Unfortunately, seems like I guessed wrong, because you reduced my comment to “human eats meat for survival”, when it was more of a “human makes peace with killing, butchering, eating other animals while actually caring for all animals”.
It’s not that I didn’t see what you wrote about “eating meat for survival”. I even quoted this specific part of your comment. So maybe it’s not that great assuming that I didn’t when you read my response.
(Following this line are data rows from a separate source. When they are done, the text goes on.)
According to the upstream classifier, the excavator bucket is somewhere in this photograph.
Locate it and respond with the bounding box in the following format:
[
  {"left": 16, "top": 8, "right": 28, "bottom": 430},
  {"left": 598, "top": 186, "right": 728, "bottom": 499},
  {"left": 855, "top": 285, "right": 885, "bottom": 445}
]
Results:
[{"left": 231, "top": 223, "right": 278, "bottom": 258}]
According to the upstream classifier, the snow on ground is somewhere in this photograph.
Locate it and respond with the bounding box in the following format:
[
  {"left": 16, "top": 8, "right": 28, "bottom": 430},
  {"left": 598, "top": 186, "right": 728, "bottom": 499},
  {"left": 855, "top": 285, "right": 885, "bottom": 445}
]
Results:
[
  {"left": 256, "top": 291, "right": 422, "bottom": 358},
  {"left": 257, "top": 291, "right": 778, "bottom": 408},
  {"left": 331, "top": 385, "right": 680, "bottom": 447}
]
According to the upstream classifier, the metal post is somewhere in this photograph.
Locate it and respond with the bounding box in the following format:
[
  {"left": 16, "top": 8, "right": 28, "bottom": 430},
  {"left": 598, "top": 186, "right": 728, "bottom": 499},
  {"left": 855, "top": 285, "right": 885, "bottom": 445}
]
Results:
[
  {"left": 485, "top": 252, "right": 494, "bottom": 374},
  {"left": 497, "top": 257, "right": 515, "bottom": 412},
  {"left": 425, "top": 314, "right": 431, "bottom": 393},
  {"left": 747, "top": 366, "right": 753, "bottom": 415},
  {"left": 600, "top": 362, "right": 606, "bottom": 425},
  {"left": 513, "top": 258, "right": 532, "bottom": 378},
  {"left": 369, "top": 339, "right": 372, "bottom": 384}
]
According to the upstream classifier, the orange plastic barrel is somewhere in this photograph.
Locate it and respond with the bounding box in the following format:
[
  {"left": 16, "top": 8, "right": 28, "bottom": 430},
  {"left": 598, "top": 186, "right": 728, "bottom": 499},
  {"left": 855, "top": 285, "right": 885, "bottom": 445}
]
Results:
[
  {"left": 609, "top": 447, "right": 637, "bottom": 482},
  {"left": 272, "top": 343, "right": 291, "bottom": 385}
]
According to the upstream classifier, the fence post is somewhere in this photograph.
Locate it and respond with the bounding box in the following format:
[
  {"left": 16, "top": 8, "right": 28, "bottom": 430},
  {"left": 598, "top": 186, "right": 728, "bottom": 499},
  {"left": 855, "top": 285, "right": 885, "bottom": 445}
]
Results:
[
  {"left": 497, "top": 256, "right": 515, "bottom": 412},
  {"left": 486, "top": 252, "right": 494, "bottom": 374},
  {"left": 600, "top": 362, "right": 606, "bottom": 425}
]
But who will judge whether or not a person is eating for his survival? Who will judge whether or not someone is being a hypocrite? I mean, most of us, at any given time, are on a different path of life, with our own unique experiences. What might seem obvious to one person, might be something the next person wouldn’t even be able to imagine because of different experiences. It’s not like artificial (books, movies, infotainment, what have you) stimuli are the same thing with actually experiencing the world. Especially when it comes to nature with its extreme vastness of interactions.
You claim you were put off from eating animal meat by watching a butcher killing a chicken. Why should I feel bad (hypocrite? lying to myself?) or less of a sentient being when after, myself, helping to butcher a goat (I mean, do you have any idea what this requires? the sound of skin separating from what is underneath? the sound of internal organs when you slice it’s body open? the flow of blood? the smell of it all? and if you do have an idea do you think the idea is comparable, as far as impact goes, to the actual deed?) and while feeling seriously overloaded by the stimuli (in a young age mind you, less than 10 years old the first time I did it) at the same time being at peace with what I was doing?
Finally, being in an urban environment, at least when I mention it, is not indicative of more options (like food stores, or supermarkets) but indicative of a way more limited environment as far as natural stimuli are concerned and how people’s perceptions of the world are formed. It’s easy, if not a complete certainty, to be completely oblivious of many of the horrors involved in how animals feed themselves. And documentaries, neither smell, nor capture enough of this. So, I, for one, won’t judge neither a person who is put off by a killing of a chicken nor a person who isn’t. I can see how different paths might lead different people to different perceptions of the world. I even find it interesting to observe the differences.
ps. I like to do a little experiment when (which you 'll almost never see me do) I say “I don’t understand X”. I replace that part of the text with “I really don’t like X” and if the text still makes sense, I pause and think.